Thursday, 11 January 2018: 11:30 AM
Room 18CD (ACC) (Austin, Texas)
The Southern Ocean plays an important role in the global carbon cycle and climate system, but net CO2 flux into the Southern Ocean is difficult to measure and model because it results from large opposing and seasonally-varying fluxes due to thermal forcing, biological uptake, and deep-water mixing. We present an analysis to constrain the seasonal cycle of net CO2 exchange with the Southern Ocean, and the magnitude of summer uptake, using the vertical gradients in atmospheric CO2 observed during three aircraft campaigns in the southern polar region. The O2/N2 Ratio and CO2 Airborne Southern Ocean Study (ORCAS) was an airborne campaign that intensively sampled the atmosphere at 0-13 km altitude and 45-75 degrees south latitude in the austral summer (January-February) of 2016. The global airborne campaigns, the HIAPER Pole-to-Pole Observations (HIPPO) study and the Atmospheric Tomography Mission (ATom), provide additional measurements over the Southern Ocean from other seasons and multiple years (2009-2011, 2016-2017). Derivation of fluxes from measured vertical gradients requires robust estimates of the residence time of air in the polar tropospheric domain, and of the contribution of long-range transport from northern latitudes outside the domain to the CO2 gradient.
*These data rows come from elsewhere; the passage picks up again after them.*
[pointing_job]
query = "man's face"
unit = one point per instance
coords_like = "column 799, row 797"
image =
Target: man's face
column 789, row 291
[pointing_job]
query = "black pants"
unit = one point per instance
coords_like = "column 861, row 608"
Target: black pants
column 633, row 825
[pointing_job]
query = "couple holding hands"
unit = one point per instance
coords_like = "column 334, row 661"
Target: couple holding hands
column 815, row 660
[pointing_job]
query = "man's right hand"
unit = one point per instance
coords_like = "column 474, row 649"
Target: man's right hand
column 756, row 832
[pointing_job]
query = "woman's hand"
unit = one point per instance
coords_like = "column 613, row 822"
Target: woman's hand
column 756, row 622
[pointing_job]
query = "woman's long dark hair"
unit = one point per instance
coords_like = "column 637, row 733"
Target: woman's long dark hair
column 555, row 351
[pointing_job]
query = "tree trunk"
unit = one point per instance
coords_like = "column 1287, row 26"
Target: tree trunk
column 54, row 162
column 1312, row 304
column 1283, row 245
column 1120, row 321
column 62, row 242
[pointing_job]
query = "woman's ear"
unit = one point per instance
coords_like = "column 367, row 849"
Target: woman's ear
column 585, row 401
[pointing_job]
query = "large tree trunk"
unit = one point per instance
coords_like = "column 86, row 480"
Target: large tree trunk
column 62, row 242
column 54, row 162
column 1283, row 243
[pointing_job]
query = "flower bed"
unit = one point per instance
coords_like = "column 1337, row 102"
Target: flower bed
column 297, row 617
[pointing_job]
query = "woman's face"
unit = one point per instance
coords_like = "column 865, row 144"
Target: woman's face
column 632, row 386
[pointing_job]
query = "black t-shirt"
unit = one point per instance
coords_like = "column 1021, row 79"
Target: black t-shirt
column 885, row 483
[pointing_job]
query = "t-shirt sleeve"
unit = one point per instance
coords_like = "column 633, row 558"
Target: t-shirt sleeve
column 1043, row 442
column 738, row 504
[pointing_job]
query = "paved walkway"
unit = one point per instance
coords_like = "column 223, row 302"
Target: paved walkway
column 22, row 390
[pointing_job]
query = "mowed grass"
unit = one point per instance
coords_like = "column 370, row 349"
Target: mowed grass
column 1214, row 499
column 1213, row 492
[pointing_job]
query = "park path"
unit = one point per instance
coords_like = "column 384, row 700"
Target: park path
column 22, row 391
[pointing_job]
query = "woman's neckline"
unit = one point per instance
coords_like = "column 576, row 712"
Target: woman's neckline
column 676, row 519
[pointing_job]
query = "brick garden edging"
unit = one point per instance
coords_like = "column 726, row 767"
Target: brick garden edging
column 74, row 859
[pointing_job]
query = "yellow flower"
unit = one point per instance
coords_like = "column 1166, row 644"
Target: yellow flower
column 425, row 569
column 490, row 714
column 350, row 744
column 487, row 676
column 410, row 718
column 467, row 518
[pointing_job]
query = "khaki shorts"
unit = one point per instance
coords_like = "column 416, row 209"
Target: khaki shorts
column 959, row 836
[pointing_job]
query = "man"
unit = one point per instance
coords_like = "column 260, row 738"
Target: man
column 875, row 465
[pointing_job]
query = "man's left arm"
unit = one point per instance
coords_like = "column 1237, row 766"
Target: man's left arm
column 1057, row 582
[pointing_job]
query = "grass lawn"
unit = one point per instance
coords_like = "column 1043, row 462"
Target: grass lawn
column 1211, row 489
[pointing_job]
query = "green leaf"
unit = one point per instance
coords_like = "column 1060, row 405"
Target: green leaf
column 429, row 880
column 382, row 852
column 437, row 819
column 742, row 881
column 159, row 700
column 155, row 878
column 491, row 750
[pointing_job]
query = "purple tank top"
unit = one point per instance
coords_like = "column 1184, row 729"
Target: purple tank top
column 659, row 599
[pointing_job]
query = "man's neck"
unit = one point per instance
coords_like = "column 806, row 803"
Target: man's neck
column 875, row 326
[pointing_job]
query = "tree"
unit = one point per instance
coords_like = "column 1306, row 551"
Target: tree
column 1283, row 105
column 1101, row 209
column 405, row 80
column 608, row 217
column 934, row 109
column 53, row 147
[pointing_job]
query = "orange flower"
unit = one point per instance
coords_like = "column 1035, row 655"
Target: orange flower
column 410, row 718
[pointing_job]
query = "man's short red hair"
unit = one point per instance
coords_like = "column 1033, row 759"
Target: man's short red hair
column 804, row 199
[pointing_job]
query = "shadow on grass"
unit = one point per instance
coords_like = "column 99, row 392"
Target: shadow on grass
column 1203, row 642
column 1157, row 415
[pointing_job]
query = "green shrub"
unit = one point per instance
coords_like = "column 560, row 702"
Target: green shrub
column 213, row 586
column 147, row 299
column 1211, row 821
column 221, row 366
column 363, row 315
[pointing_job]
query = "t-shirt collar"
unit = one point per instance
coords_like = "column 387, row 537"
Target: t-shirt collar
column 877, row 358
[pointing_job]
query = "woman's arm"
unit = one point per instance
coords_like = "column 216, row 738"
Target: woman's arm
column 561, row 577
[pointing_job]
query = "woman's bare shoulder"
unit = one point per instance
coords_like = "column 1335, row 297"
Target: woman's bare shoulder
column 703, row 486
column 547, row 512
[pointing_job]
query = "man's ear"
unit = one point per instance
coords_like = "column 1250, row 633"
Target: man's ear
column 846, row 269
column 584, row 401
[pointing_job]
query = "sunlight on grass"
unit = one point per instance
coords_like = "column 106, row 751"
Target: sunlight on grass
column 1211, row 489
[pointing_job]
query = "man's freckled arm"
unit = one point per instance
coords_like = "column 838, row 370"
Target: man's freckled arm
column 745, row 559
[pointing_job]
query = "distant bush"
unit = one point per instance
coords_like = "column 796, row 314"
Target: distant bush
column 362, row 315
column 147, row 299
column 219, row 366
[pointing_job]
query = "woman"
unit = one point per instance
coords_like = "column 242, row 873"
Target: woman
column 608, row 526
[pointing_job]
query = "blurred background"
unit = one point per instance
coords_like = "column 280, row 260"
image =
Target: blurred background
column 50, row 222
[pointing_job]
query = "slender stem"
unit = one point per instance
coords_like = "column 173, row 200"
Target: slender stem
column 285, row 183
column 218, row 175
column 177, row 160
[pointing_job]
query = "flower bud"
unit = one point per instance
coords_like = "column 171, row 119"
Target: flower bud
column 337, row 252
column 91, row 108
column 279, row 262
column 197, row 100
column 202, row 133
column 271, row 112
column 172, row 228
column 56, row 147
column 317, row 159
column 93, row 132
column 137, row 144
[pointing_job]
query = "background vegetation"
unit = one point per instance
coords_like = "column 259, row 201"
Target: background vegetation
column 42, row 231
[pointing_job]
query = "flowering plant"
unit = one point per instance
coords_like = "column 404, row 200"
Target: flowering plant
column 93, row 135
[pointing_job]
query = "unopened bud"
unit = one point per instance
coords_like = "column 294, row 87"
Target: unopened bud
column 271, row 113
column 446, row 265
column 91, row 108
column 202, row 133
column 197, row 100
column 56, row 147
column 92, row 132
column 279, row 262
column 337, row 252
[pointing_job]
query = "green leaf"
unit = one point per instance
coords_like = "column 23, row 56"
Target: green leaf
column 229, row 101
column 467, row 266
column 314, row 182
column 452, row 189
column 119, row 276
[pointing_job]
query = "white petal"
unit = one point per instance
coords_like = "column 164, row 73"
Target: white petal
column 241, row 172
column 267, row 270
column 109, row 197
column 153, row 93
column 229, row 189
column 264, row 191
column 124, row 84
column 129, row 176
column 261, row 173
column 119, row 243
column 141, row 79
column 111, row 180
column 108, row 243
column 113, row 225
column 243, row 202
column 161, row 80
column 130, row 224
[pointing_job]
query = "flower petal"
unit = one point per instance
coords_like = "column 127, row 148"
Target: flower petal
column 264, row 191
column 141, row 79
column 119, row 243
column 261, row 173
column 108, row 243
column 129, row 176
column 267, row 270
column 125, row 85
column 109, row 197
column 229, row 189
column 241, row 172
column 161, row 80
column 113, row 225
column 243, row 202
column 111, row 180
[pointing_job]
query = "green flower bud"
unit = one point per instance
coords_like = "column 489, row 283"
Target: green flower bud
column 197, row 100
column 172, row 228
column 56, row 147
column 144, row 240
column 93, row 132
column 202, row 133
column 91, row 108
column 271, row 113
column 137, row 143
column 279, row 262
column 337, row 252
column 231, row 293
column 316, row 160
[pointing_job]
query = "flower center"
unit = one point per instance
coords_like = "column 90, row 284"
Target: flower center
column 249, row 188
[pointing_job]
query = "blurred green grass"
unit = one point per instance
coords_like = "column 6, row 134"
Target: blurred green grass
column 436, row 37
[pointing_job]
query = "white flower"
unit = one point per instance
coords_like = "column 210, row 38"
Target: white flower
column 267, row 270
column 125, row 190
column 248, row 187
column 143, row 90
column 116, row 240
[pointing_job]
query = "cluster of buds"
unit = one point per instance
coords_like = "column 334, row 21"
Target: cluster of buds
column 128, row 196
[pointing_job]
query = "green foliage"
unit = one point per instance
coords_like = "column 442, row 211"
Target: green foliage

We use diverse independent approaches to estimate both terms, including simulations using multiple transport and flux models, and observed gradients of shorter-lived tracers with specific sources regions and well-known loss processes. This study demonstrates the utility of aircraft profile measurements for constraining large-scale air-sea fluxes for the Southern Ocean, in contrast to those derived from the extrapolation of sparse ocean and atmospheric measurements and uncertain flux parameterizations.